Similar moments popped up here and there, sure. There was that time at his second bachelor party, thrown by House, when the man had leaned in behind him at the bar to yell over the music, hot breath against his neck, “If this one dumps you too, I’m claiming you on my taxes.” Or that time they argued in Wilson’s office, and House had shoved him, and Wilson shoved him back, his hand fisting in House’s shirt, their noses almost touching—before Wilson abruptly jumped away, with House storming out seconds later. Or that time on House’s couch—
Alright, that’s it, Wilson decides, staring at the tickets hard enough to set them on fire. He’s done pretending. No more ignoring those moments, moments like the one that sent him bolting back to his office to contemplate all this in the first place.
Did you think this was a date?
Yes. Yes, he did.
And he’s going to make sure House thinks so, too.
~
He finds House in his office, tossing his bouncy ball against the wall and catching it with practiced ease. He doesn’t spare Wilson a glance.
“Time travel is theoretically possible,” House says by way of greeting.
“Uh, not really,” Wilson replies, scrunching his face in confusion. “Does this have to do with your six-year-old patient?”
“Not six. I have reason to suspect that she’s actually a 72-year-old consciousness from 2087 that quantum-leaped into a first-grade host body during a tachyon storm.”
“Right,” Wilson says, suppressing a sigh. This is the guy he’s in love with. Well, there’s definitely no denying it anymore. He pulls the tickets from his jacket pocket and doesn’t miss the way House fumbles—just barely losing the ball on the next catch.
He’s still not looking at him when Wilson says, “So, the play’s tonight.”
“Who’s the lucky lady?”
“You.”
Now House stops, the ball thudding against the wall and rolling into a corner. He slowly turns toward Wilson, a cruel smirk twisting his lips. “Ah, you caught me. I was assigned female at birth. You find my birth certificate?”
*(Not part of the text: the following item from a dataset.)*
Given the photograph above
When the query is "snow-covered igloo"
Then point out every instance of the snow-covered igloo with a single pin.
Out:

“House.” Wilson steps closer, relishing for once that he’s taller than House. It gives him a confidence boost, and he places his hands on his hips. “I’m serious. Go with me.”
House stares up at him—and this is what Wilson was scared of: his piercing blue eyes, cold and calculating and seeing into the very depths of Wilson’s soul.
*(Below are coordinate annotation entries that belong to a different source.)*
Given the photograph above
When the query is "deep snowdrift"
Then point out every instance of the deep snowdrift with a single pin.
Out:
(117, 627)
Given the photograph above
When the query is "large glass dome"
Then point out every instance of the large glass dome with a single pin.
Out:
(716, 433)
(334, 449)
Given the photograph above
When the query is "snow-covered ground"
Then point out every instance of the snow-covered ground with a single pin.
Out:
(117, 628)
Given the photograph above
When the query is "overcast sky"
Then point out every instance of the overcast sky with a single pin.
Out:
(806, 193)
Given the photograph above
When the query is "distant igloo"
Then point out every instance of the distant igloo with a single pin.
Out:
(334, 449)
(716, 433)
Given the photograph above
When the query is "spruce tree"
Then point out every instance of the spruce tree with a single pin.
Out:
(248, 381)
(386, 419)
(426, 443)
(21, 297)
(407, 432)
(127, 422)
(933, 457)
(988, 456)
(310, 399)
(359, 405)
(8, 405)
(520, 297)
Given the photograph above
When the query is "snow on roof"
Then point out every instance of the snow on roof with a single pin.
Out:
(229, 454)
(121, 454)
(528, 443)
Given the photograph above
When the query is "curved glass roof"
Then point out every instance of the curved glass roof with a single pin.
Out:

But Wilson is resolute. He stares back.
House narrows his eyes, the same look he gets right before solving a case. “Dudes only go to plays if they’re—”
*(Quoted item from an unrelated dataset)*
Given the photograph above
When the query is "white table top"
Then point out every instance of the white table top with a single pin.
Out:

Wilson finishes with “—dragged by someone they’re hoping to see naked.” He grins at House, waving the tickets at him tantalizingly. “That’s your theory.”
“Are you putting it into practice?”
“What do you think?” Wilson steps closer, now between House’s legs, looming over him. He leans down to whisper near his ear, “You told me that maybe there was someone I want to see naked. You’re supposed to be the genius. Figure it out.”
Suddenly, House yanks Wilson lower by his tie. His pupils are blown, and his voice is gravelly when he says, “Do we have to see the play first?”
~
They watch until the intermission—barely. By the time the actors are getting their standing ovation, House’s shirt is half-buttoned, Wilson’s tie is on the floor of his apartment, and neither of them remembers what the play was even about. The tickets are crumpled on the nightstand—paid bail ten years ago and $168, apparently, was the price of this.